Other than that, there are hundreds of options available for the material of the grip from different woods to ivory (illegal) to bone. Its up to your tastes.

If you care enough about your gun to want to customize the grips, plan on spending more than the $50-60 you've allotted.


----------



## OJ (Dec 25, 2006)

FWIW, I replaced the original grips on my original Colt's Series 70 with McCormick's Presentation Rosewood grips I got from Brownells. I wanted to preserve the originals which were showing some wear (37 years old) plus the fact the new ones give me a more secure grip.










Original -










Original on top and "repro" Series 70 on bottom with stock grips.

Personally, I much prefer wood to rubber grips on all my handguns, so I replaced the rubber Pachmayrs that came with my AMT Long Slide with McCormicks also - note they are somewhat lighter color but, still more attractive to me (beauty is in the eye of the beholder).:smt083










YMMV

:smt1099


----------



## DevilsJohnson (Oct 21, 2007)

I'm with you there Mike.

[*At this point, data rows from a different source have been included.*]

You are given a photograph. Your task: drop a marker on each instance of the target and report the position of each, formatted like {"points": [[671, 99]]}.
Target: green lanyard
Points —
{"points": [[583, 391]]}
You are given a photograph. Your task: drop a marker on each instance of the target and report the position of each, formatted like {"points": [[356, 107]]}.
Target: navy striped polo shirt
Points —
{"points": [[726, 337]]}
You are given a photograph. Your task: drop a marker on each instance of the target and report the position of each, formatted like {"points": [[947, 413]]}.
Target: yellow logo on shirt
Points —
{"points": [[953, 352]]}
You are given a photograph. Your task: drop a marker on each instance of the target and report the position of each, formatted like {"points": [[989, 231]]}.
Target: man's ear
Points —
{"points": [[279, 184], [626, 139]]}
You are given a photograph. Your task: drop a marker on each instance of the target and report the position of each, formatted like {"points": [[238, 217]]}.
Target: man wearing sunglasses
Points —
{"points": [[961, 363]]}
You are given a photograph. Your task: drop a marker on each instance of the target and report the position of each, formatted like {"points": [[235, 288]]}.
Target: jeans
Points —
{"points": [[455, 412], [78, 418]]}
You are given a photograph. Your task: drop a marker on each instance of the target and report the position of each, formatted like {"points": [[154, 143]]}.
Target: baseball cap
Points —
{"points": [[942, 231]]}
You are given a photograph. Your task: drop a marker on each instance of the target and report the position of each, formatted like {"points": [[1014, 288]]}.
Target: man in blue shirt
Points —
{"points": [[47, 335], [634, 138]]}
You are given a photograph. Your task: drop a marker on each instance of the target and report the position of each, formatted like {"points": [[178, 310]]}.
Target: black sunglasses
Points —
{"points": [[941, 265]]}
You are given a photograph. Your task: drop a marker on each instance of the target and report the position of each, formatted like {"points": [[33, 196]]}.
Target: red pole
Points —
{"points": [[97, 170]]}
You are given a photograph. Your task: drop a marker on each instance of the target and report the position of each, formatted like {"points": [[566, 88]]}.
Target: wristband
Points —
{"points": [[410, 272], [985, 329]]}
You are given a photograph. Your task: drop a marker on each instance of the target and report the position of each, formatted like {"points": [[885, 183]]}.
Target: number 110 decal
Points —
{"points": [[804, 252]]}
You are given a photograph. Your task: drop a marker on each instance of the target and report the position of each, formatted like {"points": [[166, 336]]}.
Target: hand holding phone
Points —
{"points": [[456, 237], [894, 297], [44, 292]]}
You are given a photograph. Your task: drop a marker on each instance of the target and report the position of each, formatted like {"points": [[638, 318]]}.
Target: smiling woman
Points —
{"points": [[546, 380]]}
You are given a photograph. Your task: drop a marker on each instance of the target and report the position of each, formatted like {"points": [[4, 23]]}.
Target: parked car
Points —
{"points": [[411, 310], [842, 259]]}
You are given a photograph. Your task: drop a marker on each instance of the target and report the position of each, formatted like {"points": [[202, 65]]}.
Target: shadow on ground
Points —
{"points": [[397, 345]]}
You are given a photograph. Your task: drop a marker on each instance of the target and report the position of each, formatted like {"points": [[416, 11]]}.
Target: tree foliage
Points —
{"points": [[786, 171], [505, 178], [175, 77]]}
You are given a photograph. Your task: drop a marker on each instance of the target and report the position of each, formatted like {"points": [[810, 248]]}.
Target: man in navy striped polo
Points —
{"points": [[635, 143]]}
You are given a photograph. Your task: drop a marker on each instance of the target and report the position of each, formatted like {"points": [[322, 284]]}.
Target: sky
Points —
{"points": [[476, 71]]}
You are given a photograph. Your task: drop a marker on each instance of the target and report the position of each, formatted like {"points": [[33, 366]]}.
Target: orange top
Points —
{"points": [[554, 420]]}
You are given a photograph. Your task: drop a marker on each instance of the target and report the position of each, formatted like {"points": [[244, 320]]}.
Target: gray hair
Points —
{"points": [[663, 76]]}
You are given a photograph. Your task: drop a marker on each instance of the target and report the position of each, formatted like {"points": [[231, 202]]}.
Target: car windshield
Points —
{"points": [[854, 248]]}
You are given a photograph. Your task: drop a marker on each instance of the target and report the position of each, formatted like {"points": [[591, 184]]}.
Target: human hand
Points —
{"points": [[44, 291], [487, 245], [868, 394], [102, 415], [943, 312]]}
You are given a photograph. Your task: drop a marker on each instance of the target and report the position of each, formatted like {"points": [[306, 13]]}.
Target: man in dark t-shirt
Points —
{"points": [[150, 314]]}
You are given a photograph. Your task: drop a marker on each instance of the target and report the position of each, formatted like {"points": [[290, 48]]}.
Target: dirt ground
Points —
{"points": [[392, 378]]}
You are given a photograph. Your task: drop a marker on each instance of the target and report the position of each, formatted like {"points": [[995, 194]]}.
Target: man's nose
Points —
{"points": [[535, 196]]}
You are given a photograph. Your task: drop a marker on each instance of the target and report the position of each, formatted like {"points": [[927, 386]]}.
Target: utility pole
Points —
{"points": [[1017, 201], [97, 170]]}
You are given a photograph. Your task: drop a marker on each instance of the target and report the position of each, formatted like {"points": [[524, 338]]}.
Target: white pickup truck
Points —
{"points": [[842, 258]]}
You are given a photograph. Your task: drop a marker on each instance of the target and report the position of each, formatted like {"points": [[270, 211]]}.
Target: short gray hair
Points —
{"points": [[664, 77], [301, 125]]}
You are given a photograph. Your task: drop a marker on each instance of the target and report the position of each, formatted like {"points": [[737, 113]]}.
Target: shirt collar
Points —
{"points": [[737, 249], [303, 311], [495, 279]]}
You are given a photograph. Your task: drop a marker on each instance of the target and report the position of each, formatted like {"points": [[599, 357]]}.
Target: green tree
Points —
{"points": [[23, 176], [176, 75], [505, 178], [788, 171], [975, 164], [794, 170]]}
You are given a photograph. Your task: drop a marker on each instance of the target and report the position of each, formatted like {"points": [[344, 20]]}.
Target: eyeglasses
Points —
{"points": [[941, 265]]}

I never really seen the advantage of the checkered grip if i have the mainspring housing and front strap. Plus I think it takes away from the look of a fine wood grip with checkering.


----------



## Living in the war zone (Mar 4, 2008)

Mike Barham said:


> Errrrr....and that takes all of what? Two minutes? You have to remove the grip screws to change grips anyway, and the bushings are a quick job.


I suppose you are right. I guess I just have enough trouble picking the right grips without getting slim grips too. I really have a grip problem. I never can seem to pick the ones that I like.


----------